A UCLA study shows that surgical residents who received anonymous feedback from their peers through a social networking site showed greater improvement in their robotic surgery skills than those who received no such feedback.

The study, published in the early online edition of Annals of Surgery, is the first to examine the use of social networking to facilitate peer review of surgical procedure videos, said senior author Jim Hu, M.D., director of robotic and minimally invasive surgery in the urology department at the David Geffen School of Medicine at UCLA.

Research participants included 41 urology and gynecology residents from UCLA and the University of Michigan who used a robotic surgery simulator to sew and tie two tubes together. The residents were randomized into one of two groups--an intervention group in which the residents videotaped their efforts and posted the videos on a Google Plus group forum for anonymous review and comment by their peers in the same group, and a control group in which participants did not videotape or post their work for review.

The residents performed the same simulated robotic procedure three times. The study found that residents in the intervention group improved their technique in subsequent attempts, had shorter completion times and earned better scores from the simulator for technical efficiency, accuracy and economy of motion.

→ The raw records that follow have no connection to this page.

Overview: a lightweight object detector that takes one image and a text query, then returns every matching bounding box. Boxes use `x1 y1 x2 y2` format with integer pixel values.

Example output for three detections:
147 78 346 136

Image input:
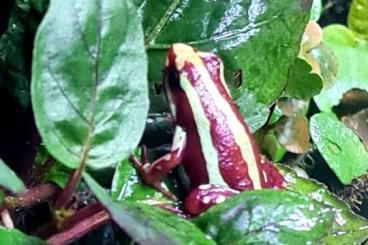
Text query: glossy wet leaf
274 114 310 154
348 0 368 40
84 174 216 245
0 226 46 245
137 0 311 109
0 159 25 194
32 0 148 169
285 59 323 100
111 160 171 205
277 164 368 245
234 89 270 133
309 43 339 89
261 130 287 162
194 189 333 245
309 113 368 185
0 0 49 109
314 25 368 112
341 109 368 151
276 97 309 117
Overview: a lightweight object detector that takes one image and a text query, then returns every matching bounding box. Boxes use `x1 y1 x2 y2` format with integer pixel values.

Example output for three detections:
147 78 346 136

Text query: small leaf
234 89 270 133
0 159 25 195
83 173 216 245
314 25 368 112
285 58 323 100
0 226 46 245
277 164 368 245
341 109 368 151
194 189 333 245
31 0 148 169
309 113 368 185
348 0 368 40
274 114 310 154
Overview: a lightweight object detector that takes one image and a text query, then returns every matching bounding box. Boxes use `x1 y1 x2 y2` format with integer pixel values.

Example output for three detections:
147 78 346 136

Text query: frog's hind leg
129 126 186 199
184 184 239 216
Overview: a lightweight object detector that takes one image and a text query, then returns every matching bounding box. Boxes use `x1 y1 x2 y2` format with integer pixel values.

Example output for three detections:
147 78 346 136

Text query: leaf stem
3 183 60 209
47 210 110 245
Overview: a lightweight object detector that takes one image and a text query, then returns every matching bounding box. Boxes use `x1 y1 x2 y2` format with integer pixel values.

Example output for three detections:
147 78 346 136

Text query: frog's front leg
184 184 239 216
129 126 187 199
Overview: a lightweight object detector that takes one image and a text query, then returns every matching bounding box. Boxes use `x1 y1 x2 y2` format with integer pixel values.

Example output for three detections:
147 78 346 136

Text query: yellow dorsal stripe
180 77 228 186
173 43 262 189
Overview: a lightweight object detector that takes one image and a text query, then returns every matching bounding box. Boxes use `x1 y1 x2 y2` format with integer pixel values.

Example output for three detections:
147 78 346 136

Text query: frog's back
166 44 264 190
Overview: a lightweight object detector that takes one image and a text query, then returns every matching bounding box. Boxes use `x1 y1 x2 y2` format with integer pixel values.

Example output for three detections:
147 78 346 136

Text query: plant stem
47 210 110 245
3 183 60 209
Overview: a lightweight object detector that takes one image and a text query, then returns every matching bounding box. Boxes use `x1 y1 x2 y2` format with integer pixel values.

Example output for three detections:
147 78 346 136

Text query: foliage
31 1 148 168
0 0 368 244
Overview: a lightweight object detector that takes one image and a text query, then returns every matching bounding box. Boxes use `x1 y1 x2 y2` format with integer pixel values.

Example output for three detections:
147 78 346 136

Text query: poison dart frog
131 43 284 216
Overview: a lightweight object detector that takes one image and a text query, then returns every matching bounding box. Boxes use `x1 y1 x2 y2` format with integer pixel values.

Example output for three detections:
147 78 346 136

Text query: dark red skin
164 46 284 215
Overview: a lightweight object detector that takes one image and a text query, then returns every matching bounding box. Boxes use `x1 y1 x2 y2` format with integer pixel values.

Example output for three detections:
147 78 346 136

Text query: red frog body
134 43 284 215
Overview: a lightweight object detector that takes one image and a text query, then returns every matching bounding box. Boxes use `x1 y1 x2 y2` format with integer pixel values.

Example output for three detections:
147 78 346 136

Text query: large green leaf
83 173 216 245
285 58 323 100
314 25 368 112
0 159 25 194
136 0 311 109
31 0 148 168
0 0 49 108
194 189 333 245
277 164 368 245
0 226 46 245
309 113 368 185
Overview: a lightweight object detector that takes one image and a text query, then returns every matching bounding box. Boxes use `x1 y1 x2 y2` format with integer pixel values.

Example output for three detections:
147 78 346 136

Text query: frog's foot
261 159 286 189
129 146 179 201
184 184 239 216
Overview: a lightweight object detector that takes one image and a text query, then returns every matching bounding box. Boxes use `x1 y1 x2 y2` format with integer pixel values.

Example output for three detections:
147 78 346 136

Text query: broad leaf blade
139 0 311 110
0 226 46 245
314 25 368 112
31 0 148 168
0 159 25 194
277 164 368 245
83 173 216 245
309 113 368 184
194 189 333 245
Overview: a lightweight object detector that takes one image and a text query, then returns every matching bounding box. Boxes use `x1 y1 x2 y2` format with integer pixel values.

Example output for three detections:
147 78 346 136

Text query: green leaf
277 164 368 245
314 25 368 112
310 0 323 21
285 58 323 100
348 0 368 40
31 0 148 169
83 173 216 245
0 226 46 245
137 0 311 109
0 0 48 109
309 113 368 185
234 89 270 133
111 159 172 205
0 159 25 195
194 189 333 245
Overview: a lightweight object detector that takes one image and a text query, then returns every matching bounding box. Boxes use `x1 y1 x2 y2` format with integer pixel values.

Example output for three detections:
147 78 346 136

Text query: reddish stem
47 210 110 245
62 202 104 230
54 168 83 210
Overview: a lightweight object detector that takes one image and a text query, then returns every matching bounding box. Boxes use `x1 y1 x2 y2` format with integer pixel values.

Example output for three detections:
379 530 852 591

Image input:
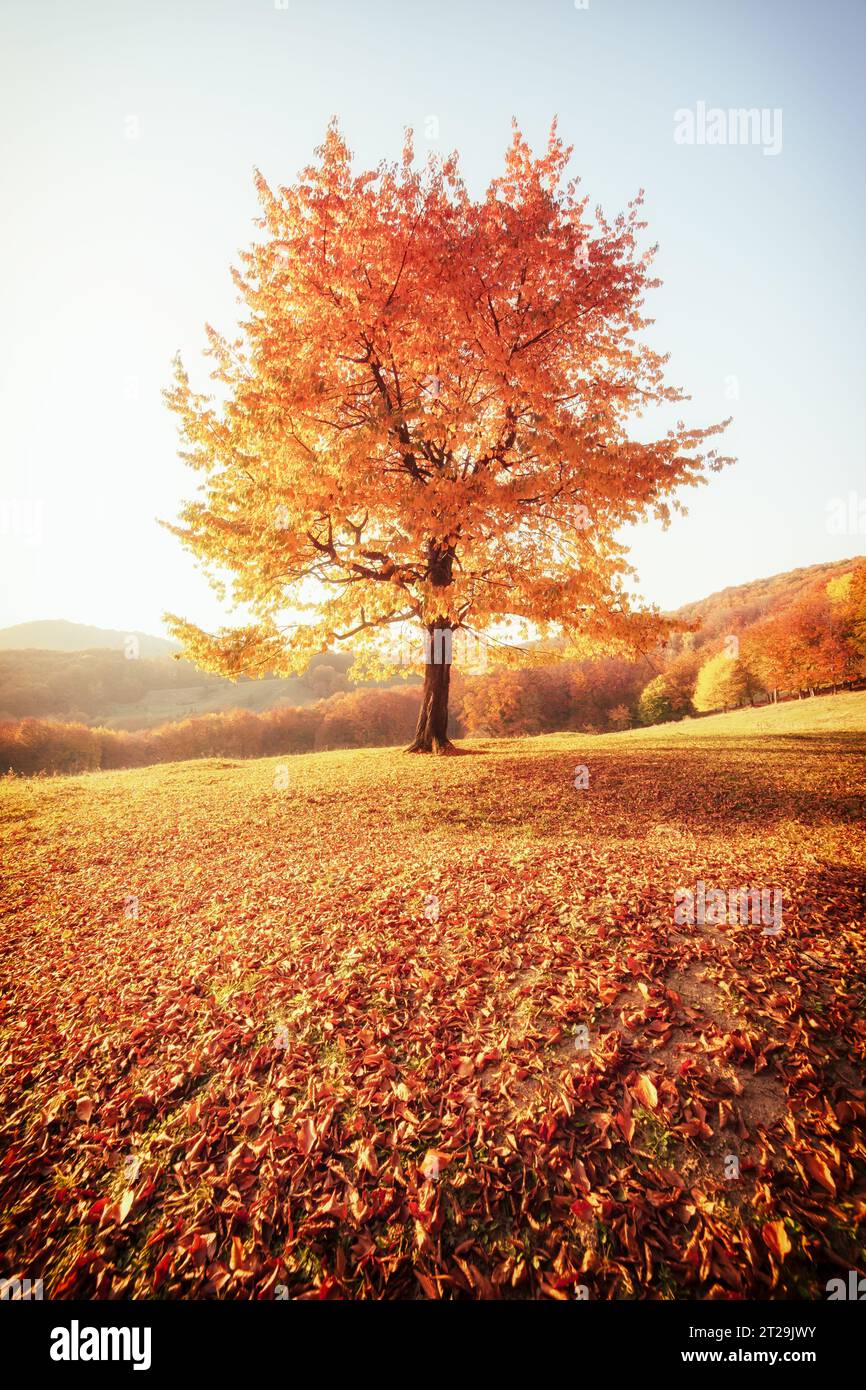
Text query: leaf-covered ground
0 695 866 1298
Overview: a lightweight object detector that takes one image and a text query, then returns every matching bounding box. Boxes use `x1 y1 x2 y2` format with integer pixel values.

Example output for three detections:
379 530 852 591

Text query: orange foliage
167 125 727 739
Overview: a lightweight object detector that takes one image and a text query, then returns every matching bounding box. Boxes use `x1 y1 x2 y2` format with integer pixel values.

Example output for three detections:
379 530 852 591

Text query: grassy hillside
0 695 866 1298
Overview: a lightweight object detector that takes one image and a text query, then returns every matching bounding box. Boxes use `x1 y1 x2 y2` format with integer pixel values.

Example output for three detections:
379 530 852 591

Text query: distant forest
0 559 866 776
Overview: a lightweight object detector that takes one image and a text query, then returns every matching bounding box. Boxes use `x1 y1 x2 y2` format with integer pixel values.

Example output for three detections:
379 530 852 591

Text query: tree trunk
406 541 459 753
406 626 457 755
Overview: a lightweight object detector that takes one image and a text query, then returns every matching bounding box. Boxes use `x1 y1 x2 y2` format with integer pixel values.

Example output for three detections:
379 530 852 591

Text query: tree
638 673 677 724
167 124 730 752
694 652 759 712
638 652 701 724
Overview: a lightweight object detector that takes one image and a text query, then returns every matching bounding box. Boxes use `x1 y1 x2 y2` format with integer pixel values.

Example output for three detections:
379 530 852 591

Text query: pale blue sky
0 0 866 632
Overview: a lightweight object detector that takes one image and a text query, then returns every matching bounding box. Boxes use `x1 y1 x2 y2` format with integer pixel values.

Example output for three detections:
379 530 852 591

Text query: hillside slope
0 696 866 1301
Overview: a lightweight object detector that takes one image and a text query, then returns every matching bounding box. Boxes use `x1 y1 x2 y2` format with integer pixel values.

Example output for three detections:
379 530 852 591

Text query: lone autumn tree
167 124 727 753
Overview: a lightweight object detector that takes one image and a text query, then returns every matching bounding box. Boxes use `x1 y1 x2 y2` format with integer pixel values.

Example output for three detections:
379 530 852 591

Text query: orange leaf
760 1220 791 1259
632 1072 659 1111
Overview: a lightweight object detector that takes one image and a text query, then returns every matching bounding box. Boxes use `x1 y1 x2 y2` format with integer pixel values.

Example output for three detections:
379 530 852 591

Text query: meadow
0 694 866 1300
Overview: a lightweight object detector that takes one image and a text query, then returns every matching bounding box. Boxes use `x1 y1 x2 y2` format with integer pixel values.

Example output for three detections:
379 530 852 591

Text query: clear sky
0 0 866 632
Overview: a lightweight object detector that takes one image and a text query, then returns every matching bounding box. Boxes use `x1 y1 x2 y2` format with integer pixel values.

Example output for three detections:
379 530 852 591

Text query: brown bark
406 628 457 753
406 541 459 755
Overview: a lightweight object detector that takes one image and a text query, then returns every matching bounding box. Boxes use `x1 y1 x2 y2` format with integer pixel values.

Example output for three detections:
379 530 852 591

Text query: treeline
0 563 866 776
0 648 352 724
0 659 646 776
637 563 866 724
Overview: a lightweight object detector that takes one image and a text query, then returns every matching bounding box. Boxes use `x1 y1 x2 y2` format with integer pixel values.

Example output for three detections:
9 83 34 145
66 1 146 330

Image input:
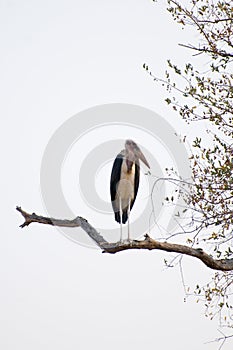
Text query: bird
110 140 150 242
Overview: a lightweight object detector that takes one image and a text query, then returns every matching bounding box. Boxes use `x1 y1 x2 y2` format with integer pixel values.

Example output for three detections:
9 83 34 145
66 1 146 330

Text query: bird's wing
110 153 123 208
130 162 140 210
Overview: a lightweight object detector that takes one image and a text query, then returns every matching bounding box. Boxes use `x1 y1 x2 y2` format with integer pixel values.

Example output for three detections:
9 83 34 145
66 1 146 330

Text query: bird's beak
137 149 150 169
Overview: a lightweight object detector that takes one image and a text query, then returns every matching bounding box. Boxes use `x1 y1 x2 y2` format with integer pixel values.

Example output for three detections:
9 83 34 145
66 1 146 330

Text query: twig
16 207 233 271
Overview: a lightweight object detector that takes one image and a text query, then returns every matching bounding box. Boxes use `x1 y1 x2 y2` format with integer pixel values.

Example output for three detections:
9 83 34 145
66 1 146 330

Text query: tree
144 0 233 346
17 0 233 348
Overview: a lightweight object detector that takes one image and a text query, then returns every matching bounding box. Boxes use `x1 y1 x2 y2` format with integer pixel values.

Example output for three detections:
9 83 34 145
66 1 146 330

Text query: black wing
110 153 124 222
130 161 140 210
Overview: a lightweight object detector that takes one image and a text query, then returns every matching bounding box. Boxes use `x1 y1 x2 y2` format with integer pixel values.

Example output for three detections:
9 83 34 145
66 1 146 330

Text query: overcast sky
0 0 230 350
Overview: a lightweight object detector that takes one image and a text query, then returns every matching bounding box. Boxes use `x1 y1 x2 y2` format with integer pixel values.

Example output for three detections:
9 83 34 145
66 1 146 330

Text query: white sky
0 0 230 350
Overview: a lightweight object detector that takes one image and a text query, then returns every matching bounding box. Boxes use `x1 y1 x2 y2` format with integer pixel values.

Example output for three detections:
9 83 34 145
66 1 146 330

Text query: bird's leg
128 199 130 241
119 197 123 243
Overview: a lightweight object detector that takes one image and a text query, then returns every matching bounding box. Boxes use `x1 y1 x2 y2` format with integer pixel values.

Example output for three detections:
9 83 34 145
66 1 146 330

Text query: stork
110 140 150 242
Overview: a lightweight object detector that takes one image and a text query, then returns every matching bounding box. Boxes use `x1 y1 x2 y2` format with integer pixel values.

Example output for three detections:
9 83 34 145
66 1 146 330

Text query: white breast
116 160 135 209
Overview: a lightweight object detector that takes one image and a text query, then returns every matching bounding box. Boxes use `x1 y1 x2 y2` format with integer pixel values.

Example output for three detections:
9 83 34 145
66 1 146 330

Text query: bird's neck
126 159 134 173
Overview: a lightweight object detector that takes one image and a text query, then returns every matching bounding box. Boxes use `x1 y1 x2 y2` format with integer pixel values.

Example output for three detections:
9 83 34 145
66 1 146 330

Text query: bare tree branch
16 207 233 271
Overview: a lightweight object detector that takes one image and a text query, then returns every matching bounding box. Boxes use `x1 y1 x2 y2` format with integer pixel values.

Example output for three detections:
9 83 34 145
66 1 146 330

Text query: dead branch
16 207 233 271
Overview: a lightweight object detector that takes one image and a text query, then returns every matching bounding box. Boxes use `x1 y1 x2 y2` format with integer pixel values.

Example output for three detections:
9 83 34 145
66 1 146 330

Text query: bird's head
125 140 150 168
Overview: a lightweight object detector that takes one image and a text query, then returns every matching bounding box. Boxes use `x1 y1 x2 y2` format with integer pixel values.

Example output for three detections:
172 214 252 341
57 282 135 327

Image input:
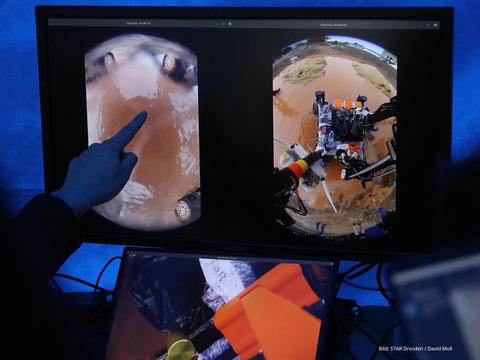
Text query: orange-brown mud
87 36 200 231
273 43 396 236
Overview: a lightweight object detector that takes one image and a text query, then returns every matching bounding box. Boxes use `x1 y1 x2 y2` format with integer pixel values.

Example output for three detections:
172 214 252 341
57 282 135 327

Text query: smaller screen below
273 35 398 242
85 33 201 231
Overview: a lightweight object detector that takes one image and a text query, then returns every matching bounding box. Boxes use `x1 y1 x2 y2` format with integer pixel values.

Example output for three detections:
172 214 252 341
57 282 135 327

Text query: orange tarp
214 264 321 360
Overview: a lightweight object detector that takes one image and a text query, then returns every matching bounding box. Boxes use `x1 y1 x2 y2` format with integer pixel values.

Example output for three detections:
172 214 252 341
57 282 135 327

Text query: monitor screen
104 248 338 360
36 6 453 258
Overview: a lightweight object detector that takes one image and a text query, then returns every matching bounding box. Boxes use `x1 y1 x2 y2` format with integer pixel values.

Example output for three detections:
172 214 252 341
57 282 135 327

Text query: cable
50 278 63 293
344 320 395 360
333 304 358 360
346 263 377 280
93 256 122 291
370 322 400 360
335 262 372 296
53 274 113 295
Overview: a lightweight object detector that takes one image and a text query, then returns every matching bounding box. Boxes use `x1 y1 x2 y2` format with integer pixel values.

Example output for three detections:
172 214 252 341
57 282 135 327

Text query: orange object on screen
333 99 362 110
213 264 321 360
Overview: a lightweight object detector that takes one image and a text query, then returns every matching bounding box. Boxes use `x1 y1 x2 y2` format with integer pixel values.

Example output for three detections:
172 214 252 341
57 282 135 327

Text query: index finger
110 111 147 149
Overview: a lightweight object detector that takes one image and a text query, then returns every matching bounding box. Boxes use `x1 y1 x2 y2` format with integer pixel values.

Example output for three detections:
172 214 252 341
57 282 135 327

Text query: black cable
50 278 63 293
377 263 393 307
344 320 395 360
343 279 388 291
337 262 369 281
335 262 375 297
53 274 113 295
94 256 122 291
345 263 377 280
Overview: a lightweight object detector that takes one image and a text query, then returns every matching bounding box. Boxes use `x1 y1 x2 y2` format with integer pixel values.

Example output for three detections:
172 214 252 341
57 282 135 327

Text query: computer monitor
36 6 453 259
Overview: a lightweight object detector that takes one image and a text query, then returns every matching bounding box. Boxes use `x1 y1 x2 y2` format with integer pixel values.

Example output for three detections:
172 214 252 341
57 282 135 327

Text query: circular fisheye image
273 36 397 242
85 34 201 231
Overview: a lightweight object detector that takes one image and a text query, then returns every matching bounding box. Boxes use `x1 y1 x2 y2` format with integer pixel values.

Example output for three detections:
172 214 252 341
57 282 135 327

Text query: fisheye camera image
85 34 201 231
273 36 397 242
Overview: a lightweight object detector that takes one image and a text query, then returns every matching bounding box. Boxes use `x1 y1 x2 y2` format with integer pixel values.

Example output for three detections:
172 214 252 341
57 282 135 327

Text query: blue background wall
0 0 480 303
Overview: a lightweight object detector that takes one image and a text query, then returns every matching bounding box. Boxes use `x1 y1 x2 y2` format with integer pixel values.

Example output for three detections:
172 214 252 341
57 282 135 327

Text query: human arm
51 111 147 218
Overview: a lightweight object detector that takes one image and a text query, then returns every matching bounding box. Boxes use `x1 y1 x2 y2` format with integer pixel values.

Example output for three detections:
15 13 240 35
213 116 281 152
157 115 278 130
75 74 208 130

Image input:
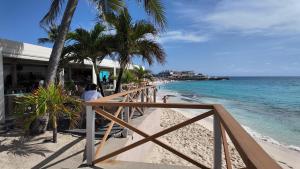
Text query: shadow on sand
0 136 52 157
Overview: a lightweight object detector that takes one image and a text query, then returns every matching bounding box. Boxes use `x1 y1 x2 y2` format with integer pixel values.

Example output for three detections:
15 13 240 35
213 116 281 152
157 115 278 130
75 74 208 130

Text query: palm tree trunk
93 60 105 97
52 116 57 143
45 0 78 86
115 67 124 93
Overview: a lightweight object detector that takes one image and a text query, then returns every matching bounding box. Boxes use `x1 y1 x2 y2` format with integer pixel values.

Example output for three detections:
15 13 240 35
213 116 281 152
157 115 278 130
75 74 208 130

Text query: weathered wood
214 105 281 169
153 88 157 103
94 109 213 168
91 102 214 110
95 98 126 158
122 107 130 138
220 124 232 169
86 106 95 165
146 88 150 103
84 86 153 106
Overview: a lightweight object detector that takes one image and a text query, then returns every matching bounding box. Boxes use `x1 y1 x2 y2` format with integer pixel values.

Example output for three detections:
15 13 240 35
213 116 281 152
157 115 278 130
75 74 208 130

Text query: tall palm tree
64 23 113 96
107 9 166 93
40 0 166 85
133 66 153 83
38 24 59 44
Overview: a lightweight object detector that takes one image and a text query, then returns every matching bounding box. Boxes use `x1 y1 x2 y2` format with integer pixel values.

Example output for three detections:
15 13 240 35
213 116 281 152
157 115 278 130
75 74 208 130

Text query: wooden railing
86 86 280 169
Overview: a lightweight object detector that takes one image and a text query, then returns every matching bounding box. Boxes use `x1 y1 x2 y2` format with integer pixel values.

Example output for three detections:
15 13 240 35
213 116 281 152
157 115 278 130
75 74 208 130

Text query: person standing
81 84 103 101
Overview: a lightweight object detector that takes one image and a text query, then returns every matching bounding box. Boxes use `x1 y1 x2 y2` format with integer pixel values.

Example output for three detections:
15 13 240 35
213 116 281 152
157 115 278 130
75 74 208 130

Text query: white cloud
157 30 208 43
178 0 300 34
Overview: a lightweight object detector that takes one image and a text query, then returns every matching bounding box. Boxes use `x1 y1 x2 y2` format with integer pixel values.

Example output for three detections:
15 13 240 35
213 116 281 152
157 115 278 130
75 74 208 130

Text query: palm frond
137 0 167 29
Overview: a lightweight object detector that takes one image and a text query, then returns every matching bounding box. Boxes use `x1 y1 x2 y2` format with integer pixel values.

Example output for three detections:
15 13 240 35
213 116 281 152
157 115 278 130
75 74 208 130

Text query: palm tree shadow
0 137 52 157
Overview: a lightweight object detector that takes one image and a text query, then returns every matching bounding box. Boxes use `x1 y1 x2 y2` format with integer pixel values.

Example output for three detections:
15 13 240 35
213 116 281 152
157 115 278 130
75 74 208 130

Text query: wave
242 125 300 152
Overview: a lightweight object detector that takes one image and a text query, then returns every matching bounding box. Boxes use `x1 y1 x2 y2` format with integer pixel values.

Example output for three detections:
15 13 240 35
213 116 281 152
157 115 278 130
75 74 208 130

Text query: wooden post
122 107 129 138
86 106 95 165
146 88 150 103
153 87 157 103
214 114 222 169
0 47 5 124
141 89 145 113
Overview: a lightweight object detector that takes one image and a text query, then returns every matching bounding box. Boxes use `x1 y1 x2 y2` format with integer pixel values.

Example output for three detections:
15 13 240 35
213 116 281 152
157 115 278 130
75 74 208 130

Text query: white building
0 39 133 123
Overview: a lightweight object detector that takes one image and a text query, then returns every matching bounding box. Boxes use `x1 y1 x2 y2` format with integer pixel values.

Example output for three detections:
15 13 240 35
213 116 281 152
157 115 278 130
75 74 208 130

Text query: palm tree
63 23 113 96
107 9 166 93
17 84 81 143
133 66 153 83
40 0 166 85
38 24 59 44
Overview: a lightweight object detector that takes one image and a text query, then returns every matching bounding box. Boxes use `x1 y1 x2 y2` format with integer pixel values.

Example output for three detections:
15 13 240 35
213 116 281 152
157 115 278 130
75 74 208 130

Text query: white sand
146 109 244 168
147 88 300 169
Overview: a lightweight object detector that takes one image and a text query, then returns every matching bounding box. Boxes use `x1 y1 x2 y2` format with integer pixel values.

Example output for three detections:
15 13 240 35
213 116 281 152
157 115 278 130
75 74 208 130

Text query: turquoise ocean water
160 77 300 151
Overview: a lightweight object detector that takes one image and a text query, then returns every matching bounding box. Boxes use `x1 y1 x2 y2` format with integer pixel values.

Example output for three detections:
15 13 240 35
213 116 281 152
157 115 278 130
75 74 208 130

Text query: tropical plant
40 0 166 86
107 9 166 93
64 23 113 96
38 24 59 44
17 84 81 143
121 70 136 84
132 66 153 83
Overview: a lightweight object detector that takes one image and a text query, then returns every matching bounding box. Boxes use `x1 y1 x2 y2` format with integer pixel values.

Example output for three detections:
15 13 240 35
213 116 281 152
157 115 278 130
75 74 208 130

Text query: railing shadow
0 136 52 157
32 137 85 169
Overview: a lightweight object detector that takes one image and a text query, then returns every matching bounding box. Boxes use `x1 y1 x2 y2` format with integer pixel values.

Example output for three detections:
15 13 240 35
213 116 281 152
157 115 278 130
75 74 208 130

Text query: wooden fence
86 86 280 169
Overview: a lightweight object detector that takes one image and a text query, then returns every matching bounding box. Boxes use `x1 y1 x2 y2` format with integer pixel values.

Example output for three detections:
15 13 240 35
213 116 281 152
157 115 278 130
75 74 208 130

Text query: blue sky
0 0 300 76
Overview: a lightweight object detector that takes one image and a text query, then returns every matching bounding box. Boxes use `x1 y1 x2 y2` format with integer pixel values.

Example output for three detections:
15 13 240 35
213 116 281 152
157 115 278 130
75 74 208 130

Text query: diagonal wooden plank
94 109 213 168
95 97 127 158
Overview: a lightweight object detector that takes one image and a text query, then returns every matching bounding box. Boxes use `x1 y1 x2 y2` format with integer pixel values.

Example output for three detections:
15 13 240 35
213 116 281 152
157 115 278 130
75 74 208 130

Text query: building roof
0 39 137 69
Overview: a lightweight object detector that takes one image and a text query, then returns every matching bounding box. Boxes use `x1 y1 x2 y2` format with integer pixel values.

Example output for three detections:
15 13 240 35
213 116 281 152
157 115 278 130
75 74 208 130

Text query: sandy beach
146 109 245 168
147 86 300 169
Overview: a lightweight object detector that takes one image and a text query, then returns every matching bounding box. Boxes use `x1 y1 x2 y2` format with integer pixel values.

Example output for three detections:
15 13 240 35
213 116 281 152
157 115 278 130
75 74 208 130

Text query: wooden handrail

"We have demonstrated that social networking can be a viable forum for coaching, both for residents honing their craft and for practicing surgeons," Hu said. "Technique matters, regardless of what type of surgery you’re doing. Surgeons who invest time in reviewing their techniques on video and seek the feedback and coaching of others ultimately will do better in terms of performance."

Hu said certain medical specialties can be slow to adopt new technologies, so this would provide an "egoless" opportunity to improve technique. Additionally, more experienced surgeons often don’t have time to coach younger surgeons, while older, more proficient surgeons can be reluctant to seek help from junior surgeons.

"Surgery can be very hierarchical," he said. "When the robot came out a decade ago in urology, the people who really embraced it were the younger doctors. Many more established surgeons were resistant, claiming it wasn’t as good as open surgery. It can be very humbling for the more experienced surgeons to get coached by surgeons with less prestige."

However, using online peer review through social networking protects the identities of those reviewing and commenting and those whose craft is being examined. Surgeons can check their egos at the digital door, Hu added.